Über Regers Memento für Orgel, op. 13
Es nötigt schon Respekt ab, wenn man sich – wie bei dieser Notenedition von Kai Schreiber geschehen – dem kompakt strukturierten und harmonisch überbordenden Schaffen Max Regers gekonnt von einer ganz lockeren, unbekümmerten, fast minimalistischen Art und Weise nähert. Vielleicht ist das aber auch die einzig sinnvolle Konzeption, ein Memento an jenen Komponisten mit seinen gigantisch angelegten Tonschöpfungen zu richten.
Kai Schreibers Orgelstück stellt sich im Prinzip als ein auf die Spitze getriebenes Ostinato dar, indem er die ersten acht Töne aus Regers Fantasie op. 135b, dort als acht 32stel-Noten notiert, als rhythmisch aufgelockerte und auf Achtel- bzw. Sechzehntel-Werte reduzierte Gruppen benutzt und durch das gesamte Stück führt. Damit erhält diese zum Ostinato mutierte Tonfolge einen jazzigen, fast popartig swingenden Anstrich. Zusätzlich provoziert Schreiber mittels eines bewusst in sich instabil gehaltenen Metrums. Mal sind es perfekte Drei- oder Viervierteltakte, mal weisen sie einen zusätzlichen Achtel- oder Sechzehntel-Notenwert auf. Insofern muss man sich als Spieler in diese spezielle Rhythmik erst einlesen und auch darauf einlassen.

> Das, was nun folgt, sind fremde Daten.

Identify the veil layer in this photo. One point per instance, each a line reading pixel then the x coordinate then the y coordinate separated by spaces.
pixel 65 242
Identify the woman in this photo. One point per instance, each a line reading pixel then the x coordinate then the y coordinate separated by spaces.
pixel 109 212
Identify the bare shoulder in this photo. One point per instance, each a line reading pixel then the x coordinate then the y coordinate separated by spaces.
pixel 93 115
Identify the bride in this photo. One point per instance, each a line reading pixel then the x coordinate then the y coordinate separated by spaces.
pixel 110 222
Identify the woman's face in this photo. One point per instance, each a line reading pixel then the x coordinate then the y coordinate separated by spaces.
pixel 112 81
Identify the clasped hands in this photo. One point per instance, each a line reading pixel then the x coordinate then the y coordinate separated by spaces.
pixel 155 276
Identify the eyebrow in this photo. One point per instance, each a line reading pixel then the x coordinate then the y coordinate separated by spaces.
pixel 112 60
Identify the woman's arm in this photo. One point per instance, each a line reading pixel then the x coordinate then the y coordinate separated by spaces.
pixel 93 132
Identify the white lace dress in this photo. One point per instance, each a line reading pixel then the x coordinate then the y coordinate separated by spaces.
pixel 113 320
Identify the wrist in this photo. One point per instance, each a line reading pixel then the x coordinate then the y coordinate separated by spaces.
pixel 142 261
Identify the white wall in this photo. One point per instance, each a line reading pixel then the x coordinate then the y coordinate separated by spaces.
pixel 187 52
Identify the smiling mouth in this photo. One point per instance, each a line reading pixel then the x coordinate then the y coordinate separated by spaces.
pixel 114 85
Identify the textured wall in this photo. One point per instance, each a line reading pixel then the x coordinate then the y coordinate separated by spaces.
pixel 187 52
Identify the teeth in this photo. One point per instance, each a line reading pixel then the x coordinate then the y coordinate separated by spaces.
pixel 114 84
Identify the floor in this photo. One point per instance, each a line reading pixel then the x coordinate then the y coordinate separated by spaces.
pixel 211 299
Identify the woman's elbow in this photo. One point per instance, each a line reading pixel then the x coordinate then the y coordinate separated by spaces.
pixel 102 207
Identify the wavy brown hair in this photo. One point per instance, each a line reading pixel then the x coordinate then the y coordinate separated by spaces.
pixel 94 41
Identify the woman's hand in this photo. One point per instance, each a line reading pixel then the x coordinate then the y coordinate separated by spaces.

Zudem befindet sich die ostinate Kopffigur ständig in Wandlung. Sie startet zunächst einstimmig, erhält aber im Verlauf einer großangelegten dynamischen Steigerung bis zum dreifachen Forte deftige Akkordauffüllungen. Dazu kommt eine ab und zu in den Vordergrund tretende Bassfigur im Pedal mit dem ersten Fugenthema aus Opus 135b. Zusätzlich tauchen in der linken Hand die markanten Eingangsakkorde von Regers Choralfantasie Wachet auf, ruft uns die Stimme, op. 52/2 auf, allerdings hier in d-Moll notiert. Nach üppigen Klangballungen und der wirkungsvollen Synthese dieser unterschiedlichsten thematischen Elemente mündet das Stück in eine finale, dynamisch absteigende Phase mit dem sich auflösenden und zerbröselnden ostinaten Material. Damit lässt Schreiber den Hörer fast ein wenig verdutzt zurück.
Zur Wiedergabe ist eine große sinfonische Orgel erforderlich, die – wie vom Komponisten in seiner Partitur gefordert – ein nahtloses Crescendo und Decrescendo ermöglicht. Dank eines klaren und sehr übersichtlichen Notendrucks dürfte das Studium von Kai Schreibers Memento keine unüberwindbaren Hürden aufbauen, obwohl das Stück dem Spieler schon einiges abverlangt. Es passt nicht zuletzt auch durch seinen Titel bestens zur Auflockerung und Abrundung in ein reines Reger-Programm."